O deputado Chagas lembrou que dentre os alertas mais recentes está a nota distribuída pela Associação Médica Brasileira, falando a respeito da entrada de doenças que estavam banidas do país e que voltaram como o sarampo. “Este é um dos problemas que o sistema de saúde do estado vem enfrentando. No relatório entregue ao presidente Temer demonstrámos que nossa rede de saúde pública não tinha condições de atender acima da capacidade disponível. E estamos vendo isso na prática”, destacou.

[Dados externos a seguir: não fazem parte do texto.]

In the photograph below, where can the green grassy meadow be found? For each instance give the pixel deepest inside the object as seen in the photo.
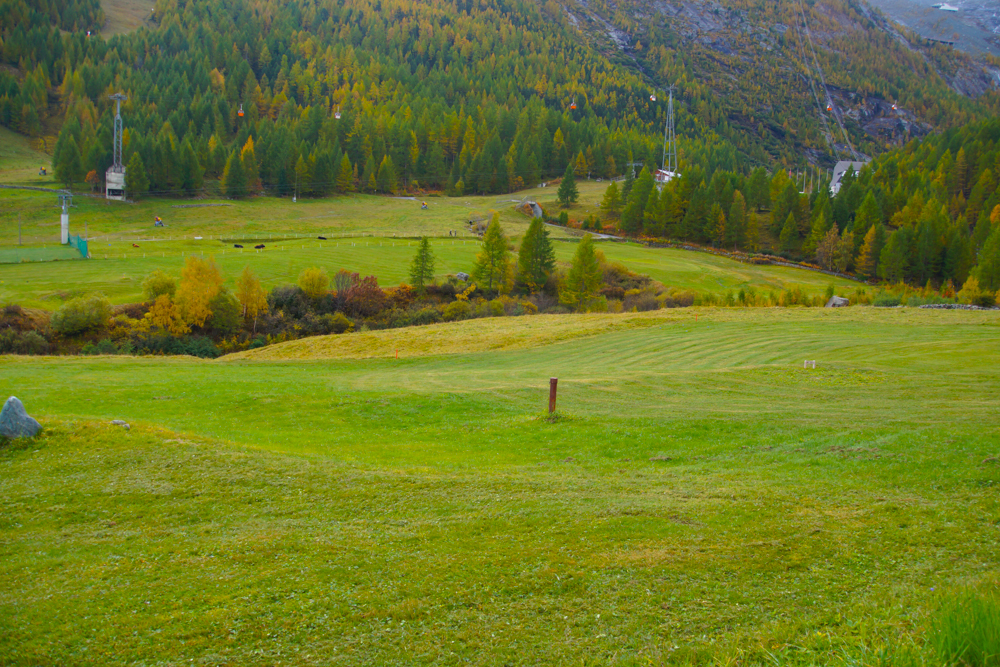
(367, 234)
(702, 499)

O governo do estado tem se desdobrado, segundo ele, para superar dificuldades, criando mecanismos que possam contribuir para minorar as dificuldades que os recém-chegados a Boa Vista, sobretudo mães com crianças pequenas, tem enfrentado. “É fundamental que o governo federal coloque imediatamente em prática as ações anunciadas”, destaca o presidente do Parlamento Amazônico.

Segundo ele, todos os aspectos são preocupantes, no entanto nenhum supera o receio dos roraimenses como a entrada de doenças que não faziam mais parte das nossas preocupações, mesmo com um sistema de saúde carente de muitas providências. “Estou plenamente de acordo com a Associação Médica Brasileira, quando afirma que a adoção de barreiras sanitárias é extremamente necessárias na fronteira Brasil/Venezuela, ponto importante para que se possa fazer uma triagem de todos que chegam ao nosso país”.

Por fim o parlamentar roraimense lembrou que hoje todos sentem o peso de uma migração desenfreada de pessoas que fogem da fome e da miséria, além de um regime repressivo da Venezuela. E destaca: “O que temos aqui não é muito diferente da situação na Europa, onde vítimas de guerras civis, terrorismo, perseguições e miséria, buscam no continente uma chance de uma vida mais digna, como temos acompanhado pelos noticiários”.